EDITOR'S NOTE: Today we begin a series of profiles honoring the Bitterroot Valley's high school graduates of 2010. In their hands rests the future for us all and in that lies hope. Congratulations to all the graduates.
STEVENSVILLE - "Milly is the happiest person I've ever been around."
It was the simple and to the point description Stevensville High School librarian Gary Brooks offered for graduating senior Miliana Thorson.
Unmistakable for her easy-going smile, energy and confidence, Thorson will say straight up that she has a lot to be happy about.
Sure there is the usual stuff: she has blossomed in school, participating with many of the school community service organizations, played volleyball, done well enough in her advanced placement courses, served as an officer on student council, she plans to become a nurse through the ROTC program at Montana State.
But like few others, this Haitian-born young woman, adopted by the Thorson family at age 7, can share a story about feeling blessed, and why she feels so strongly the need to give something back.
While living at an orphanage, she noticed an American missionary taking a photograph of some other kids. Flashing her best smile, she popped her head into the frame of that image, not knowing that she had just changed the course of her life.
Turns out that photograph ended up with John Wendt of Stevensville, who then showed it to Dave and Tina Thorson.
Tina Thorson recalls the dejection in the faces of the children who were the subject of that picture.
"But here was this bright smiling face poking around the corner into the picture of these other children," Tina Thorson said. "I said, ‘Dave, I think she's the one we're supposed to adopt.'"
Dave Thorson soon left for Haiti to find Miliana.
After finding her, the Thorsons were told they would have to wait to make the adoption. At about that time, in the late 1990s, the Haitian government had decided that it wanted to put a tax on the thousands of Haitian orphans that were being adopted by families in the United States and other countries.
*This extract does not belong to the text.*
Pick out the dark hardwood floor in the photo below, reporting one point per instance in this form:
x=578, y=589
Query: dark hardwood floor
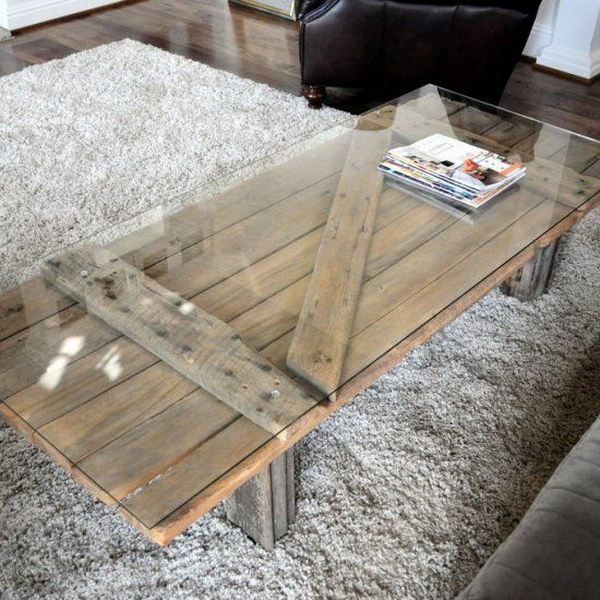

"It's pretty amazing that we got her out," Tina Thorson said. "They kept telling us that ‘you'll never get her out, don't even try.'"
But they did try.
Tina Thorson said even after the paperwork with the adoption agency had gone through, with a change in the Haitian law looming, officials who oversee adoptions and emigration balked at stamping her travel papers.
Tina Thorson said she had some choice words for one official.
"I said "God told me that's our daughter and I don't think you should mess with God,'" Tina Thorson recalled. "And he said ‘OK she's going through.'"
Within hours, the Haitian government had closed the entire adoption system, Tina Thorson said. When it reopened some months later, families looking to adopt children from Haiti were to be hit with a $7,000-8,000 tax.
The amazing good fortune of this chain of events is not lost on Dave and Tina Thorson, who say they knew Miliana was supposed to be their daughter.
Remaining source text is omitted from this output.